Im gleichen Jahr, mit dem gleichen Wissensstand, wurde während der XIII. Tagung des Exekutivkomitees der Kommunistischen Internationale eine zur Definition geronnene Charakteristik des Faschismus gegeben: „Der Faschismus an der Macht ist die offene, terroristische Diktatur der reaktionärsten, chauvinistischsten, am meisten imperialistischen Elemente des Finanzkapitals. Sie wird meist Georgi Dimitroff zugeschrieben, auch als Dimitroffsche Definition bezeichnet. In Wahrheit befand sich der bulgarische Kommunist zum Zeitpunkt der Moskauer Tagung in der Hand der deutschen Machthaber. Ihm, weiteren Kommunisten und Marinus van der Lubbe wurde in Leipzig ein Prozeß gemacht, mit dem den Kommunisten die Urheberschaft des Reichstagsbrandes angehängt werden sollte. Wer im Stab der Komintern, anknüpfend an frühere Bestimmungen – unter anderem eine von 1923 stammende Clara Zetkins – diese Kennzeichnung formuliert hat, ist unbekannt. Doch hat Dimitroff, daher mag die erwähnte falsche Zuordnung rühren, sie sich zu eigen gemacht und durch seinen im August 1935 gegebenen Bericht an den VII. Komintern-Weltkongreß, der die Definition enthielt, zu ihrer Popularisierung enorm beigetragen.“[1]

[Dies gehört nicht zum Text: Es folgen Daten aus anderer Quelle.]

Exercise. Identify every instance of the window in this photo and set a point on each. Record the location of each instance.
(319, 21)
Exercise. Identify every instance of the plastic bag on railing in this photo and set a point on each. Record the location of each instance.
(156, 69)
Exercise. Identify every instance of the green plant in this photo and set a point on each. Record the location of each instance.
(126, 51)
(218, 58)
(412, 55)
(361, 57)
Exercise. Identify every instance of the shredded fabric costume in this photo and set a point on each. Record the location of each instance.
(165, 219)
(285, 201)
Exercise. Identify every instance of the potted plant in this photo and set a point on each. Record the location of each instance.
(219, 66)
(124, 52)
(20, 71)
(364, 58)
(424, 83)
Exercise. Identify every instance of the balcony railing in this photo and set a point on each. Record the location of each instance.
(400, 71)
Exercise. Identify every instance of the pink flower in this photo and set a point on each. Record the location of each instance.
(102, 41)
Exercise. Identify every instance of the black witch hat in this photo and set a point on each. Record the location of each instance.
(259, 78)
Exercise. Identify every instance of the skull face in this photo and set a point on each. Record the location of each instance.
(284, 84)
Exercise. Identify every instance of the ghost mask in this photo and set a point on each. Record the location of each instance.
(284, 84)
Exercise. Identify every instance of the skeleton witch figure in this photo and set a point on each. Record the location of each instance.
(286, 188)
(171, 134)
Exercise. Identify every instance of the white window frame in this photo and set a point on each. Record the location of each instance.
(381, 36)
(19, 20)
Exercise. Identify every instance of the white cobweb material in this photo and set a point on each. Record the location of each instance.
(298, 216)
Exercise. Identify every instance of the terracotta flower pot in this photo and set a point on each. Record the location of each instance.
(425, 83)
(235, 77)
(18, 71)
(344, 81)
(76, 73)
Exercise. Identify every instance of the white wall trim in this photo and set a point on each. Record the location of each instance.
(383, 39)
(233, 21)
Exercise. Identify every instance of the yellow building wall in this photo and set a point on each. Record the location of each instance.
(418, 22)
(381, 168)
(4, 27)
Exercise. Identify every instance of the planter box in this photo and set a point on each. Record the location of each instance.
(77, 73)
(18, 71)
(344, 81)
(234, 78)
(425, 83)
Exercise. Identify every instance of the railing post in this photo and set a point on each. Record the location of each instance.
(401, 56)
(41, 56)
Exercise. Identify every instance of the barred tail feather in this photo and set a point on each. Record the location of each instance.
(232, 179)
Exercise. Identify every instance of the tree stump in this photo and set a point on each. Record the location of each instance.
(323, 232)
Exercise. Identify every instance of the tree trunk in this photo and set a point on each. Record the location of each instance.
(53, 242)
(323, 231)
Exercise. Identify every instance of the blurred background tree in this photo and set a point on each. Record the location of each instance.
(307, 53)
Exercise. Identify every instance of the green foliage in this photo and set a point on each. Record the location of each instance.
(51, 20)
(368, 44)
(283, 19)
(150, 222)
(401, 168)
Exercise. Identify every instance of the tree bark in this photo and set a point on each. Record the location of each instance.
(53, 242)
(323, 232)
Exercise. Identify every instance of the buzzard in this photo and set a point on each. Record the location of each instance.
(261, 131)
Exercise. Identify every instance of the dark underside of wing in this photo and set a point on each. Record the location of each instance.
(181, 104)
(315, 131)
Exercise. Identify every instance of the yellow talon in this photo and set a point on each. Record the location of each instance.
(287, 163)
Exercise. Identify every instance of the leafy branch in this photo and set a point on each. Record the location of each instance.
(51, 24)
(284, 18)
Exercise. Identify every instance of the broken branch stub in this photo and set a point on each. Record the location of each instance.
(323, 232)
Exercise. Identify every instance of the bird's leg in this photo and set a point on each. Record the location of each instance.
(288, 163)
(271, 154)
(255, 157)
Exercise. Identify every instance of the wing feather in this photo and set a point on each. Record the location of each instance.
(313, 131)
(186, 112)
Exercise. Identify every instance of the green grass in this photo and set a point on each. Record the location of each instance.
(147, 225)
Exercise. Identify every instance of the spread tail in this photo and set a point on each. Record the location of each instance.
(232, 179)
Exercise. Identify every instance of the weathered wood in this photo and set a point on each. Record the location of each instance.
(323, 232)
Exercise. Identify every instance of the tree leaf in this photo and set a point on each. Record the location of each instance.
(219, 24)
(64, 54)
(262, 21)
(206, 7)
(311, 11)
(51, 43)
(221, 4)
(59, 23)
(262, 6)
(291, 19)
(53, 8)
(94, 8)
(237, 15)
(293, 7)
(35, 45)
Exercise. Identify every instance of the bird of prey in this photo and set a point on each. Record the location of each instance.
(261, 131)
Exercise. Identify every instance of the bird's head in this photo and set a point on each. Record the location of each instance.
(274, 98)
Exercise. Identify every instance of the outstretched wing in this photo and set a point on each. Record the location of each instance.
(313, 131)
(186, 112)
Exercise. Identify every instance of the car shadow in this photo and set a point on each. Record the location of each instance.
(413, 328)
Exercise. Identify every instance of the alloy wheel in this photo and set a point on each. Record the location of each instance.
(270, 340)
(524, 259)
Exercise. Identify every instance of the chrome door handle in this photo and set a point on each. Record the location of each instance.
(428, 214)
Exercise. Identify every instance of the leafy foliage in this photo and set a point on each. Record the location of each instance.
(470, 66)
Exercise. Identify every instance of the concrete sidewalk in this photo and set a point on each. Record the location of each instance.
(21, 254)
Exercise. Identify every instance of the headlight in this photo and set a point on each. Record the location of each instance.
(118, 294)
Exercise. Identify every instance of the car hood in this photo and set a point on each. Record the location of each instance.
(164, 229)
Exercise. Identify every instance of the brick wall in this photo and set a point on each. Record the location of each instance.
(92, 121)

Konrad Wolf beendete seine Verfilmung von „Professor Mamlock“ mit den Worten:

Es gibt kein größeres Verbrechen – nicht kämpfen zu wollen – wo man kämpfen muss.

Allen Befreiern gebührt unser Dank.

Es gehört hierzulande zum herrschenden Ton, den überragenden sowjetischen Anteil an der Befreiung, am Sieg über den Faschismus kleinzureden oder ganz vom Gedenken auszuschließen. Das wird der Verantwortung der Nachgeborenen gerade in Deutschland ebenso wenig gerecht, wie die erklärten Versuche Russland zu ruinieren und die Vorbereitung eines dritten – gar schon datierten – Krieges gegen Russland.

[1] Kurt Pätzold Mehr als ein Definitionsstreit, Vor 75 Jahren charakterisierte die Kommunistische Internationale den Faschismus an der Macht, junge Welt, 11.12.2008 S. 10.